A star in Nigeria walks around with paranoia and an omnipresent feeling of being under the microscope. Of being watched, analyzed, criticized and sold in various ways. Every step is reported, every hand gesture criticized. But you know the most painful part of that life? The loss of freedom of speech. In Nigeria, a celebrity almost always loses her freedom of ‘truthful’ expression. Keyword ‘truthful’. Social media, which has provided everyone with more channels of expression, is just a tool for you to market your art and connect with fans. You can take up good causes, and give off tailored advice on anything from safe drinking to using condoms. You can advise people to get money, work harder and achieve. But that’s just about it. It’s in the little things that you can’t say. That’s what hurts the most and makes you feeling like a kid who got shushed. You can’t divest your chest of whether you hate a product. You can’t join the discourse on art if you are not offering praise or spewing words of encouragement. You hardly can support a football team in peace, without getting flak, neither can you join politics. You are trapped in the endless cycle of being a product to be chopped packaged and sold. That sucks.
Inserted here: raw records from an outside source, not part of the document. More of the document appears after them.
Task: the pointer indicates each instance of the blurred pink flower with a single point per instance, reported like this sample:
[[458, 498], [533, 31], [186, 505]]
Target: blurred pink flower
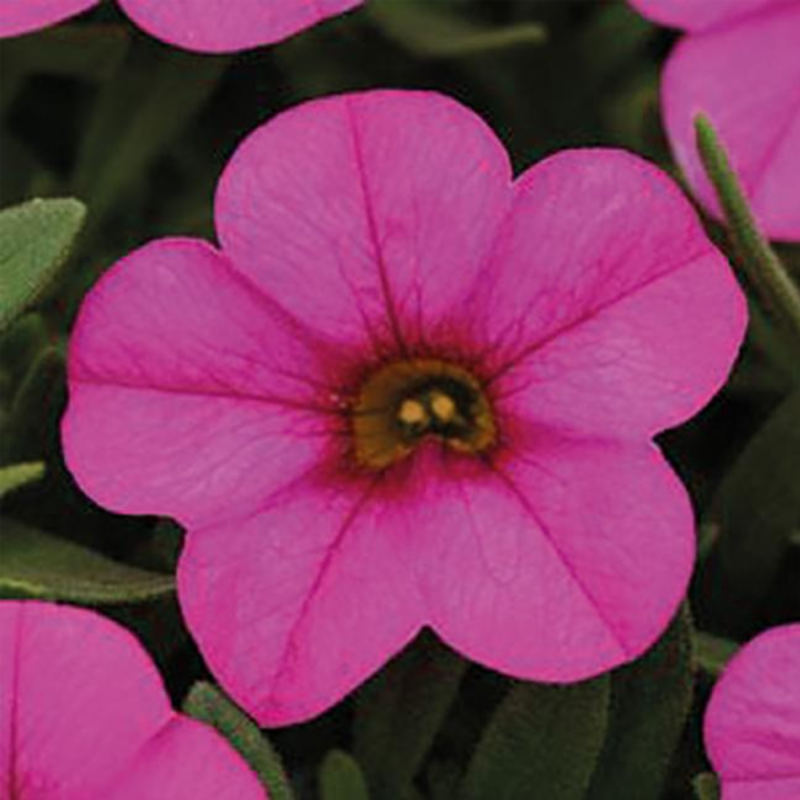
[[752, 726], [409, 390], [739, 65], [209, 26], [83, 714]]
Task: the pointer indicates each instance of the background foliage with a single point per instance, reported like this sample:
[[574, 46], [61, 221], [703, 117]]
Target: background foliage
[[139, 133]]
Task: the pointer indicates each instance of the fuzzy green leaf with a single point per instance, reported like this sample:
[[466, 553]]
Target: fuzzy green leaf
[[547, 737], [400, 711], [712, 653], [17, 475], [37, 565], [757, 507], [340, 778], [35, 239], [155, 95], [650, 700], [208, 704]]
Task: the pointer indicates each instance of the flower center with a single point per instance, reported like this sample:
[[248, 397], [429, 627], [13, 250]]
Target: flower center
[[401, 404]]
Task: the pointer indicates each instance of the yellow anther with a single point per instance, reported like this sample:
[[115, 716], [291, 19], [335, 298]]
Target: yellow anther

Mr Eazi, the Nigerian singer, who came into fame in 2016 has officially ended his honeymoon. An addicted Twitter user, Eazi tweets from dawn till dusk, and dusk till dawn. He tweets not as a star, but as the regular Joe who is doing music. His stardom which blessed him in 2016 up until this week, had failed to show him the curse of censorship. Until he honestly spoke the truth about Ghanaian music influencing the mainstream melodies of Nigeria. The rest became history. Eazi is just the latest example and a reminder to other stars of the restraints of their jobs. Music is rewarding business to a select few who it chooses to bless. But like the devil, it takes your freedom from you. You lose that part of yourself that speaks the truth. And it hurts.
So when next you see your favorite star hyping a new product or a new wave, look deep into his face and take a mental picture. That picture you take is that of a man who has very few freedoms.